Li Daokui, conseiller de la banque populaire de Chine cité par l’agence Xinhua, estime que le ralentissement de la croissance devrait être modéré à 8,5% cette année. Un atterrissage en douceur de l’économie qui n’incite pas les autorités à se lancer dans une vaste campagne d’assouplissement monétaire. Si la PBOC peut une nouvelle fois passer son tour sur son adjudication de titres à un an cette semaine, elle n’a toujours pas réédité la baisse du ratio des réserves obligatoires et n’indique aucun signe de baisse de ses taux.
D’autant que le FMI serait en train de réaliser un audit sur la valorisation de la devise chinoise. Wen Jiabao a indiqué qu’il comptait garder le yuan à un niveau «raisonnable d’équilibre» en accélérant la flexibilité des changes. Le FMI estimait que la devise s’est appréciée de 8% en 2011 contre un panier de devises avec une hausse de 20% sur les 3 derniers mois de l’année.
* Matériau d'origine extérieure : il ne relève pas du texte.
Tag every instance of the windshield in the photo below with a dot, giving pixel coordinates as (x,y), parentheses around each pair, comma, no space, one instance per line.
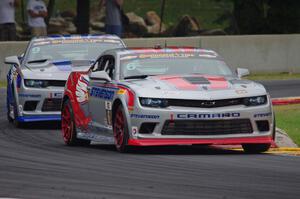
(175,66)
(70,52)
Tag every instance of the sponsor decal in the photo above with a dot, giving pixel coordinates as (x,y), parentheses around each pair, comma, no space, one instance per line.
(166,55)
(55,95)
(259,115)
(207,115)
(108,112)
(128,57)
(240,92)
(102,93)
(75,40)
(82,95)
(142,116)
(63,66)
(29,95)
(134,130)
(121,91)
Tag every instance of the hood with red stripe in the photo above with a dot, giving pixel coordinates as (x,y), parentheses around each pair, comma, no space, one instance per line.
(195,86)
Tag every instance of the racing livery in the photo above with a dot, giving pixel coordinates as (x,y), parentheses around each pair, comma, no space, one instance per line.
(172,96)
(36,80)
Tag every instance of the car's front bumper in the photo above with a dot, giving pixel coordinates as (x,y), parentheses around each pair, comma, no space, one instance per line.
(34,104)
(194,141)
(254,115)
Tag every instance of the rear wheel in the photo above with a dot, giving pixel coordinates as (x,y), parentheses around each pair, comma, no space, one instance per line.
(69,127)
(120,128)
(17,123)
(256,148)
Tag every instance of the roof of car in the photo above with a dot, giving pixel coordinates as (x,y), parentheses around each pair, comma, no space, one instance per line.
(65,37)
(167,50)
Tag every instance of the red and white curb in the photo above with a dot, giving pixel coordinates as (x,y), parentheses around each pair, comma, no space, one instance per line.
(286,101)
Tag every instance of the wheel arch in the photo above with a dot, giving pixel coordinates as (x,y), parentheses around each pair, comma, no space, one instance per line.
(115,105)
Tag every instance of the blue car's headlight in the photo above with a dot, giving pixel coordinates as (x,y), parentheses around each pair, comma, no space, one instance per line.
(255,101)
(36,83)
(154,102)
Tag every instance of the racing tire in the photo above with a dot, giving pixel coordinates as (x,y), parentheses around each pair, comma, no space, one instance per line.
(274,128)
(255,148)
(10,120)
(120,130)
(68,127)
(17,123)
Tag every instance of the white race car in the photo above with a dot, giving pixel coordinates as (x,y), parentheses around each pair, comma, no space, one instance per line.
(36,81)
(172,96)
Dans le Wall Street Journal, Eswar Prasad, ancien expert du FMI estime que «le yuan n’est plus trop sous-évalué». Le yuan prenait encore 0,26% à 6,3225 contre dollar cette nuit à Shanghai et 0,16% à 6,2968 à Hong Kong.
Le journal Caixin indique que le gouvernement pourrait instaurer une taxe de 10% sur les profits réalisés par les investisseurs étrangers autorisés (QFII) à investir dans le marché actions. Dans le même temps, Pékin compterait étendre de 20 à 50 milliards de yuans le montant des investissements en yuans autorisés à Hong Kong pour les investisseurs étrangers, selon le quotidien Sing Tao.